3475. — À M.  TRONCHIN, DE LYON[1].
7 décembre.

Vous devez savoir la journée des dix-sept ponts jetés en même temps sur l’Oder, des treize attaques faites à la fois aux retranchements prussiens, et du sang répandu pendant six heures, et des Prussiens battus, et de leurs canons pris, et de leur retraite dans Breslau, et de Breslau bloquée. J’attends de Vienne un plus ample détail. Voilà ce qu’on m’a marqué en gros et à la hâte, à l’arrivée des postillons cornant du cor et annonçant dans Vienne, le 25 novembre, cette grande affaire du 22, qui nous venge et qui nous humilie.

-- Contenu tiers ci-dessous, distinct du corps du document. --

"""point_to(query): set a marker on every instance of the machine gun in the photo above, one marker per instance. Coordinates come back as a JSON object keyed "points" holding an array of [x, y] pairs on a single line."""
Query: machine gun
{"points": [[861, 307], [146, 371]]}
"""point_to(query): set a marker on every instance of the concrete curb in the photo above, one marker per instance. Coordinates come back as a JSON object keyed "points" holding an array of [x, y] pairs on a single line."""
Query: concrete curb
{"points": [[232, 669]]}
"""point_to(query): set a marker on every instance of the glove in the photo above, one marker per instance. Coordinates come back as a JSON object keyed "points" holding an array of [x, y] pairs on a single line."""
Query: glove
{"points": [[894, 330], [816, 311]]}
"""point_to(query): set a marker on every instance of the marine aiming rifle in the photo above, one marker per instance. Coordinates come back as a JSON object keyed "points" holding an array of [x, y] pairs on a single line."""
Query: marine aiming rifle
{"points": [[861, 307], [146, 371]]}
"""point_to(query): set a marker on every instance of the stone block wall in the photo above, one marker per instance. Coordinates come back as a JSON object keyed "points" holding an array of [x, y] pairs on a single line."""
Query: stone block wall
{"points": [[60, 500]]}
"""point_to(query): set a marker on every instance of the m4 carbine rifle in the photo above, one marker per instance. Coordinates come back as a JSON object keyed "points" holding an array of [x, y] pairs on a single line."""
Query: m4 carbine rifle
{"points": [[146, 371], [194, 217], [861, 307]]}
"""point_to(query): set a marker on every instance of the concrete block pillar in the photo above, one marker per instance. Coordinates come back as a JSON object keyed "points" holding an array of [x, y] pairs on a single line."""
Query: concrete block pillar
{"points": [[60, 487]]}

Je serai bien stupéfait si on veut écouter à Versailles des propositions du roi de Prusse ; ce qu’on y craint le plus, après le feu roulant, c’est de donner le plus léger ombrage à l’impératrice. On ne peut plus séparer ce qu’un moment a uni. Le roi de Prusse peut encore donner une bataille, dire des bons mots, plaire aux vaincus, et déchirer des draps pour faire des bandages aux blessés ; c’est ce qu’il fit le 5 novembre au soir ; mais, à la fin, il faut qu’il succombe, à moins qu’on ne se conduise comme en 1742. Je ne sais encore nulle nouvelle positive de la fidélité des Hanovriens et des Hessois ; mais il est bien sûr que, sans les Autrichiens, nous serions perdus.

Qui aurait dit au cardinal de Richelieu que les Français devraient un jour leur salut en Allemagne aux armes autrichiennes, l’eût bien étonné. Cosi va il mondo. Fan lega ogni, re, papi, imperadori ; doman saranno capitali nemici.

  1. Éditeurs, de Cayrol et François.